Sono stati fatti sbarcare solo in dieci. Neonati, donne, persone malate. Le loro condizioni di salute non erano compatibili con la prolungata permanenza in mare. Lo hanno stabilito le autorità sanitarie che da Lampedusa, a bordo di una motovedetta della guardia costiera, hanno raggiunto la Sea Watch ferma nel cuore del Mediterraneo, e autorizzato trasbordo e sbarco sull'isola. per i soggetti più vulnerabili. Al quinto giorno in mare sulla nave restano in 43, tra cui alcuni minori soli, ragazzini che hanno affrontato il viaggio in Africa e poi la fuga dall'inferno libico senza le loro famiglie.

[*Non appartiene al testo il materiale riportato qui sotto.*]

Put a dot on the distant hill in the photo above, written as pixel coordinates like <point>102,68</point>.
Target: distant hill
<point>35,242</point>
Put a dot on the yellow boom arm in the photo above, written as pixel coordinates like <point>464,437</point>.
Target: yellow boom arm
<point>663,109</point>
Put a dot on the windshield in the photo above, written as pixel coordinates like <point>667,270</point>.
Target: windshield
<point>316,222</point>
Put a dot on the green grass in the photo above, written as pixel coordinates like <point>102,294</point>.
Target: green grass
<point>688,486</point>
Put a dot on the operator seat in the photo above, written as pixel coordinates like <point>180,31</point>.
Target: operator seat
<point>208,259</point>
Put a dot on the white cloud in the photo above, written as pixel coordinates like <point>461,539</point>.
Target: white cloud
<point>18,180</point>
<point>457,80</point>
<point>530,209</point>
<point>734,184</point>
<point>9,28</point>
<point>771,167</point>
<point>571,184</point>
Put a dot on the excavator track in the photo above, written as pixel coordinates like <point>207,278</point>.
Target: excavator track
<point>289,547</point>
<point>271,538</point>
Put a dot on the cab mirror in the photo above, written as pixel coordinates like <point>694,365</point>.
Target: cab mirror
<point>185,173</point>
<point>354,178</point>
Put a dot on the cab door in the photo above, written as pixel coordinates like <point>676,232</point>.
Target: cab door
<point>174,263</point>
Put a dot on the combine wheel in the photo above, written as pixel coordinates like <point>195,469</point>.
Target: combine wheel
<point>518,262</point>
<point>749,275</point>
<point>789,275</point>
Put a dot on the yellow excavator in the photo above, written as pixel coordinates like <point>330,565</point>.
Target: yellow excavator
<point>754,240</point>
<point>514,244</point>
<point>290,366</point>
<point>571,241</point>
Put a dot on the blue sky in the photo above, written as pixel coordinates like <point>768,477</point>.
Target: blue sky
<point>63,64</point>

Nessuno di loro toccherà terra, ribadisce il ministro dell'interno che attacca l'ONG per non aver richiesto di sbarcare Libia, Tunisia o a Malta, invia all'equipaggio dell'organizzazione umanitaria, la notifica del divieto di ingresso, transito e sosta nelle acque italiane, che prevede multe in caso di violazione e la confisca della nave. Come previsto dal decreto sicurezza bis appena entrato in vigore. La replica dalla Sea Watch riportare le persone come richiesto dal governo italiano in Libia significa restituirle alle torture e alle violenze che, come documentato ampiamente sono ormai la regola nel Paese dal quale sono riusciti a fuggire. Sea Watch ha informato rispetto alla propria situazione ottenuto la disponibilità di una rete di 12 città tedesche, fra la prima, quella di Rottenburgs, che si è detta disponibile ad accogliere tutte le 53 persone che erano a bordo della Sea Watch 3. Il governo italiano ne è stato informato, cosi come quello tedesco. Ci auspichiamo che questa sia una soluzione viabile anche se denunciamo come di nuovo lo sbarco sia condizionale alla trattativa politica.